🤖 AI Summary
As millions of specialized large language models (LLMs) coexist in future AI ecosystems, efficient, scalable, and dynamic selection of domain-expert models—beyond static metadata—is a critical challenge.
Method: This paper proposes an agent-centric information access framework that models LLMs as dynamic knowledge agents. It enables online expert model ranking and selection via real-time inference of domain expertise, integrating retrieval-augmented generation (RAG), hierarchical model clustering, dynamic expert ranking, and multi-agent response aggregation—balancing query cost, robustness, and scalability.
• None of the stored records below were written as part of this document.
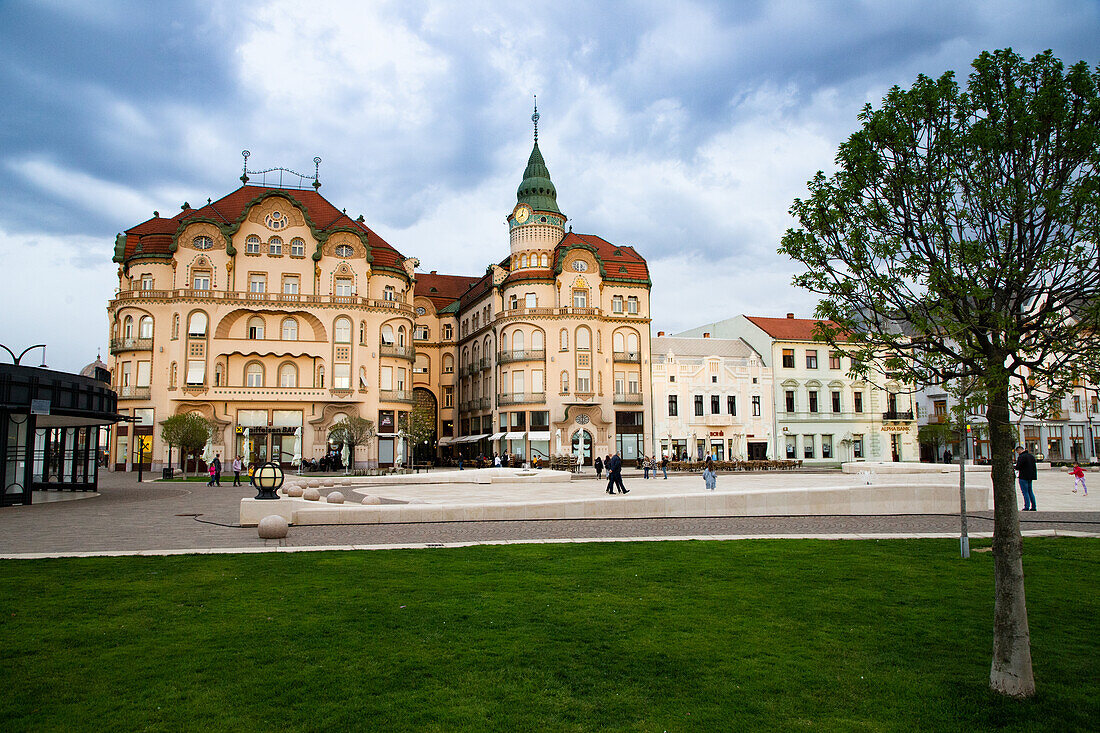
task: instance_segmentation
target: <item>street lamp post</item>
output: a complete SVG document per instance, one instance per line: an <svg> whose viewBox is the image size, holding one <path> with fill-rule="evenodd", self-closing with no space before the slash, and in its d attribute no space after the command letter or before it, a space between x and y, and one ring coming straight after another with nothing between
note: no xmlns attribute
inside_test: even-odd
<svg viewBox="0 0 1100 733"><path fill-rule="evenodd" d="M4 346L4 344L0 344L0 349L3 349L4 351L11 354L11 361L12 361L13 364L18 364L19 360L22 359L24 356L26 356L27 352L30 351L31 349L42 349L41 368L42 369L46 368L46 344L35 344L34 346L28 346L27 348L23 349L23 351L21 351L19 353L19 356L16 356L15 352L12 351L11 349L9 349L7 346Z"/></svg>
<svg viewBox="0 0 1100 733"><path fill-rule="evenodd" d="M252 476L259 493L257 499L278 499L279 487L283 485L283 469L278 463L267 462L256 469Z"/></svg>

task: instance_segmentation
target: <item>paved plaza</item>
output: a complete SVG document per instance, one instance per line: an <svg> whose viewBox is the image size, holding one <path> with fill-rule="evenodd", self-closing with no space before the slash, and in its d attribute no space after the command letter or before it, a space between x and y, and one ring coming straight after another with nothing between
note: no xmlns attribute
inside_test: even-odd
<svg viewBox="0 0 1100 733"><path fill-rule="evenodd" d="M1095 478L1090 474L1090 479ZM850 485L852 476L831 472L738 473L719 477L719 490L771 490L792 486ZM957 480L957 474L913 476L914 481ZM968 481L989 481L988 474L967 474ZM132 473L104 473L98 495L43 501L0 511L0 556L163 553L178 551L265 551L292 548L433 546L469 543L601 541L625 539L714 539L728 537L887 537L956 536L957 515L676 517L653 519L563 519L533 521L434 522L389 525L321 525L291 527L284 543L265 542L255 528L238 525L240 499L249 487L221 487L201 482L137 482ZM631 495L701 492L697 475L670 475L668 480L628 475ZM1021 516L1025 533L1100 535L1100 483L1089 496L1073 494L1065 473L1041 472L1036 494L1041 511ZM355 495L347 488L345 495ZM509 501L537 498L618 497L603 493L594 477L559 485L404 485L373 488L398 500L447 502L459 498ZM39 497L36 496L36 499ZM992 531L992 512L976 508L970 531Z"/></svg>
Contribution/Results: The work introduces the novel “agent-level retrieval” paradigm, enabling coordinated scheduling across millions of heterogeneous LLMs. Experiments across diverse domains demonstrate significant improvements in answer accuracy and resource utilization efficiency. The framework provides a scalable infrastructure for evaluation and orchestration in large-scale specialized model ecosystems.
📝 Abstract
As large language models (LLMs) become more specialized, we envision a future where millions of expert LLMs exist, each trained on proprietary data and excelling in specific domains. In such a system, answering a query requires selecting a small subset of relevant models, querying them efficiently, and synthesizing their responses. This paper introduces a framework for agent-centric information access, where LLMs function as knowledge agents that are dynamically ranked and queried based on their demonstrated expertise. Unlike traditional document retrieval, this approach requires inferring expertise on the fly, rather than relying on static metadata or predefined model descriptions. This shift introduces several challenges, including efficient expert selection, cost-effective querying, response aggregation across multiple models, and robustness against adversarial manipulation. To address these issues, we propose a scalable evaluation framework that leverages retrieval-augmented generation and clustering techniques to construct and assess thousands of specialized models, with the potential to scale toward millions.